39 Section 37. Administrative Sanctions on Banks and Quasi-banks. — Without prejudice to the criminal sanctions against the culpable persons provided in Sections 34, 35, and 36 of this Act, the Monetary Board may, at its discretion, impose upon any bank or quasi-bank, their directors and/or officers, for any willful violation of its charter or by-laws, willful delay in the submission of reports or publications thereof as required by law, rules and regulations; any refusal to permit examination into the affairs of the institution; any willful making of a false or misleading statement to the Board or the appropriate supervising and examining department or its examiners; any willful failure or refusal to comply with, or violation of, any banking law or any order, instruction or regulation issued by the Monetary Board, or any order, instruction or ruling by the Governor; or any commission of irregularities, and/or conducting business in an unsafe or unsound manner as may be determined by the Monetary Board, the following administrative sanctions, whenever applicable:

(a) fines in amounts as may be determined by the Monetary Board to be appropriate, but in no case to exceed Thirty thousand pesos (₱30,000) a day for each violation, taking into consideration the attendant circumstances, such as the nature and gravity of the violation or irregularity and the size of the bank or quasi-bank;

(b) suspension of rediscounting privileges or access to Bangko Sentral credit facilities;

(c) suspension of lending or foreign exchange operations or authority to accept new deposits or make new investments;

(d) suspension of interbank clearing privileges; and/or

(e) revocation of quasi-banking license.

Resignation or termination from office shall not exempt such director or officer from administrative or criminal sanctions.

The Monetary Board may, whenever warranted by circumstances, preventively suspend any director or officer of a bank or quasi-bank pending an investigation: Provided, That should the case be not finally decided by the Bangko Sentral within a period of one hundred twenty (120) days after the date of suspension, said director or officer shall be reinstated in his position: Provided, further, That when the delay in the disposition of the case is due to the fault, negligence or petition of the director or officer, the period of delay shall not be counted in computing the period of suspension herein provided.

The above administrative sanctions need not be applied in the order of their severity.

Whether or not there is an administrative proceeding, if the institution and/or the directors and/or officers concerned continue with or otherwise persist in the commission of the indicated practice or violation, the Monetary Board may issue an order requiring the institution and/or the directors and/or officers concerned to cease and desist from the indicated practice or violation, and may further order that immediate action be taken to correct the conditions resulting from such practice or violation.
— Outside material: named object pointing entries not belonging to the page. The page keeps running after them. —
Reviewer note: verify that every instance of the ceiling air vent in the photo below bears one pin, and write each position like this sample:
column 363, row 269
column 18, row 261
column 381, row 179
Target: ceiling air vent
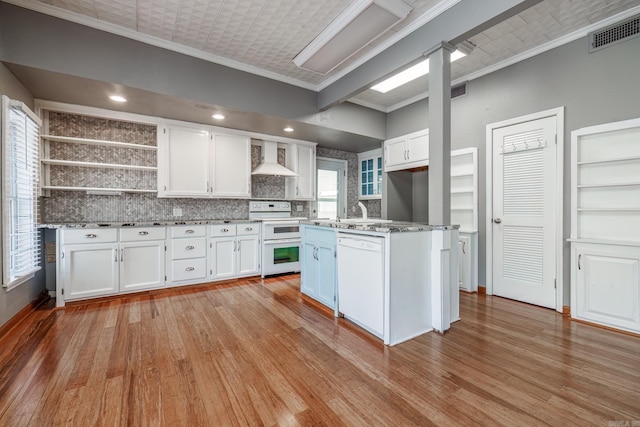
column 616, row 33
column 459, row 90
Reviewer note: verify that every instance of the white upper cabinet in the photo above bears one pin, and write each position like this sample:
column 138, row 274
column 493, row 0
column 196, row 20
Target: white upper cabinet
column 302, row 160
column 407, row 151
column 197, row 162
column 183, row 162
column 370, row 174
column 231, row 172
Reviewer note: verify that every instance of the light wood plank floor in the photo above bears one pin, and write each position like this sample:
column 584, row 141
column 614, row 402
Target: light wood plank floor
column 257, row 353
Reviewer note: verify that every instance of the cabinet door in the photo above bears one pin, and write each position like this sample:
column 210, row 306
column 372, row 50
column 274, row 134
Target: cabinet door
column 141, row 265
column 248, row 255
column 418, row 146
column 395, row 153
column 607, row 288
column 309, row 269
column 223, row 258
column 326, row 274
column 89, row 270
column 231, row 171
column 183, row 166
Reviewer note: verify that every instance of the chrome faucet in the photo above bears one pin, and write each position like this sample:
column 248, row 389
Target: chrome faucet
column 363, row 208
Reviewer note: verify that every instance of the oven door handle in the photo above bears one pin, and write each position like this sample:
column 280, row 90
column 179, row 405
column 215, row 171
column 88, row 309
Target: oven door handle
column 280, row 241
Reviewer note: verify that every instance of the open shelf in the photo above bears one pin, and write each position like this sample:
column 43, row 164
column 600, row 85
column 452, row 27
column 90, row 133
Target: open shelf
column 88, row 141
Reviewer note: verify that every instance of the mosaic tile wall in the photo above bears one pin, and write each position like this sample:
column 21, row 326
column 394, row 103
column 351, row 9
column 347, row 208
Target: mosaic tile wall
column 374, row 207
column 77, row 206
The cease and desist order shall be immediately effective upon service on the respondents.

The respondents shall be afforded an opportunity to defend their action in a hearing before the Monetary Board or any committee chaired by any Monetary Board member created for the purpose, upon request made by the respondents within five (5) days from their receipt of the order. If no such hearing is requested within said period, the order shall be final. If a hearing is conducted, all issues shall be determined on the basis of records, after which the Monetary Board may either reconsider or make final its order.
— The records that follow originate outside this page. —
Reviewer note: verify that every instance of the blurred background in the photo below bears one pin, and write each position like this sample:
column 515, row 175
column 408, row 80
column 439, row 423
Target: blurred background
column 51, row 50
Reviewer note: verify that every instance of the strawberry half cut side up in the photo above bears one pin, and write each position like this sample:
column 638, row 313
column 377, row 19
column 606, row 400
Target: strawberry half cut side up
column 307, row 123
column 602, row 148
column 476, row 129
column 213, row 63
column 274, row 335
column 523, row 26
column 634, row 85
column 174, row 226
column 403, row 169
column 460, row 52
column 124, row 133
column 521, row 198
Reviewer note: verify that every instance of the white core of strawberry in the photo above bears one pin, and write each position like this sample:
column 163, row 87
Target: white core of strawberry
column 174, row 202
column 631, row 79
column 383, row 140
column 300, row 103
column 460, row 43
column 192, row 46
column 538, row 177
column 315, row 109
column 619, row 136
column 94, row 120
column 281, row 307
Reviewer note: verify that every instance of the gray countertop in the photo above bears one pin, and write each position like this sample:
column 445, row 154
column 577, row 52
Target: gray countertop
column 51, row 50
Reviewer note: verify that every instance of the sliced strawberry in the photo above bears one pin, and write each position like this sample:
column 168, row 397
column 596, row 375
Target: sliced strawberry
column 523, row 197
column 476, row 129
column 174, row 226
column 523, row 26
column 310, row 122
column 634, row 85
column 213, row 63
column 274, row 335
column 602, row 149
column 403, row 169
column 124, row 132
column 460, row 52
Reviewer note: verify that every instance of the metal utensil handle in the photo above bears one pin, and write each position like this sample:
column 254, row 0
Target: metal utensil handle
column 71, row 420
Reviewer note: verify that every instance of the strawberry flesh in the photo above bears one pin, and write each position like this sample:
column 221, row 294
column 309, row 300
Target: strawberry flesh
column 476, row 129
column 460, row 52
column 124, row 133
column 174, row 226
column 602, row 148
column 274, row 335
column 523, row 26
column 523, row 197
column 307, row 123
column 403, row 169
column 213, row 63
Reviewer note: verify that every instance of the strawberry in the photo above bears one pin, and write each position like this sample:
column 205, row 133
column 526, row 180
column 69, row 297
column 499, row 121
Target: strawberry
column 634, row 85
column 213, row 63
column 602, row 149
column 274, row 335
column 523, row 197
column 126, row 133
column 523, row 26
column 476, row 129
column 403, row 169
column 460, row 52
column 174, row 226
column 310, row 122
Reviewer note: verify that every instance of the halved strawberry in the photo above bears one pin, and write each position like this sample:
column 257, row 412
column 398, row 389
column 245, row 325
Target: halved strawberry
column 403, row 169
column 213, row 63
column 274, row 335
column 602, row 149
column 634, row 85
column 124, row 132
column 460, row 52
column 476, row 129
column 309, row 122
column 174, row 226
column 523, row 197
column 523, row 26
The Governor is hereby authorized, at his discretion, to impose upon banking institutions, for any failure to comply with the requirements of law, Monetary Board regulations and policies, and/or instructions issued by the Monetary Board or by the Governor, fines not in excess of Ten thousand pesos (₱10,000) a day for each violation, the imposition of which shall be final and executory until reversed, modified or lifted by the Monetary Board on appeal.

40 227 Phil. 551 (1986).

41 Pepsi-Cola Distributors of the Philippines, Inc. v. National Labor Relations Commission, 338 Phil. 773, 780-781 (1997).

42 Spouses Boyboy v. Atty. Yabut, Jr., 449 Phil. 664, 670 (2003).

43 Rollo (G.R. No. 168897), p. 1013.